According to the region of interest setting device for a medical image diagnostic apparatus of the present invention, once the region of interest of any shape is set,
This is convenient because it can be stored and read out later for reuse. In particular, the regions of interest in multi-slices are similar to each other, and it is often necessary to add some deformation / movement, so that the regions of interest can be set efficiently in an extremely short time.
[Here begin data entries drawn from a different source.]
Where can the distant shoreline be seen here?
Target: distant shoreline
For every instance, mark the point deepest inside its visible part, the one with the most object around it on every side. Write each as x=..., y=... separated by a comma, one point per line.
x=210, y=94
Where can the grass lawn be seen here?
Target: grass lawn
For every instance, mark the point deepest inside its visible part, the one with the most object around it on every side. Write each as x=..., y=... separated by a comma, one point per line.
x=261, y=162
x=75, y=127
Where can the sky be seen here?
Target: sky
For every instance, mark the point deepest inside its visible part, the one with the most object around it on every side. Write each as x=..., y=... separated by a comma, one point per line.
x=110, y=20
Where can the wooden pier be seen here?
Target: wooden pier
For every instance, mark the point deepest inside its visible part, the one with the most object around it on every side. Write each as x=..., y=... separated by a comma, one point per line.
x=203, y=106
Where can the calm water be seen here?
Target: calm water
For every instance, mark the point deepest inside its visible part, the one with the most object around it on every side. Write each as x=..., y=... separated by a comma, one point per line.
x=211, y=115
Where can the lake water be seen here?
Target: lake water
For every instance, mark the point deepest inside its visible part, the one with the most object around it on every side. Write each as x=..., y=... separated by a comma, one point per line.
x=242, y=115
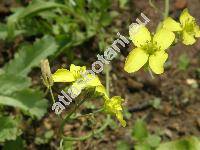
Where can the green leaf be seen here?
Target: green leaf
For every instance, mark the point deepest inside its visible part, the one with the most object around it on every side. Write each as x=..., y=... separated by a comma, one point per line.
x=29, y=56
x=18, y=144
x=140, y=131
x=8, y=129
x=191, y=143
x=12, y=83
x=30, y=101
[Brief description of drawings]

FIG. 1 is a block diagram showing a schematic configuration of an MRI apparatus according to an embodiment of the present invention, and FIGS. 2 to 19 are diagrams for explaining deformation / movement of a region of interest. 1 ... Subject, 2 ... Magnet for static magnetic field, 3 ... Coil for gradient magnetic field, 31 ... Gradient magnetic field control device, 32 ... Power source for gradient magnetic field, 4 ... Transceiver coil, 41 ... High frequency control device , 42 ... High frequency amplifier, 51 ... Preamplifier, 52 ... Receiving device, 6 ... Host computer, 7 ... Sequence controller, 8 ... Image processing device, 81 ... CRT display device, 82 ... Trackball, 9 ... Image memory.
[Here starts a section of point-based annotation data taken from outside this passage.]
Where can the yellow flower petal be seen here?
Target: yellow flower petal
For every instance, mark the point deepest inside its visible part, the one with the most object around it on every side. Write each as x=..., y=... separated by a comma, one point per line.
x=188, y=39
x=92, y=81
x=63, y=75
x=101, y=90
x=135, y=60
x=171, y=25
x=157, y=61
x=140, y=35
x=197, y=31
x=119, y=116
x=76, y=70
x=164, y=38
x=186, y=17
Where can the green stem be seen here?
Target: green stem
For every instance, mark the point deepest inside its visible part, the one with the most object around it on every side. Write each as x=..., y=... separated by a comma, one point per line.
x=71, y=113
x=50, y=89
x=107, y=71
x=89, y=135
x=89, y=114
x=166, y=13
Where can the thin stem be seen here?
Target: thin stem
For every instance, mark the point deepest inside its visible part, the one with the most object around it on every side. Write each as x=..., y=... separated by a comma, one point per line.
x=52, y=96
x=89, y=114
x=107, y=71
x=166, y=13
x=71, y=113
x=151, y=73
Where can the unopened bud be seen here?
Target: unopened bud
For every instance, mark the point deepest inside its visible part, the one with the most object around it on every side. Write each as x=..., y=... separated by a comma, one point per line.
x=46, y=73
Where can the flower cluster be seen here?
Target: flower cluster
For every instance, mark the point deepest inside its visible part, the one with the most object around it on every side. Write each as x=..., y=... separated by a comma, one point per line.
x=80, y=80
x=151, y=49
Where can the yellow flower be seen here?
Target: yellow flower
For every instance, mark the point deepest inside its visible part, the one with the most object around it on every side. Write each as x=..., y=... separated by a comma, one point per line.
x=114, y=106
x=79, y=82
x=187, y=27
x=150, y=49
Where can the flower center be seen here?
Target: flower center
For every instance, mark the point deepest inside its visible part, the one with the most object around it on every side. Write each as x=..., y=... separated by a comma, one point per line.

─────────────────────────────────────────────────── ─── Continuation of the front page (51) Int.Cl. ⁵ Identification number Office reference number FI technical display location G06F 15/62 390 Z 9287-5L

Claims (1)

[Claims] 1. Display means for displaying a photographed diagnostic image,
A means for creating an arbitrary shape representing a region of interest by inputting coordinates on the screen, a means for storing the created arbitrary shape, a stored shape is read out and displayed on the display means, A region-of-interest setting apparatus for a medical image diagnostic apparatus, comprising: means for performing calculation for moving and deforming the displayed shape; and means for inputting parameters of the movement and deformation.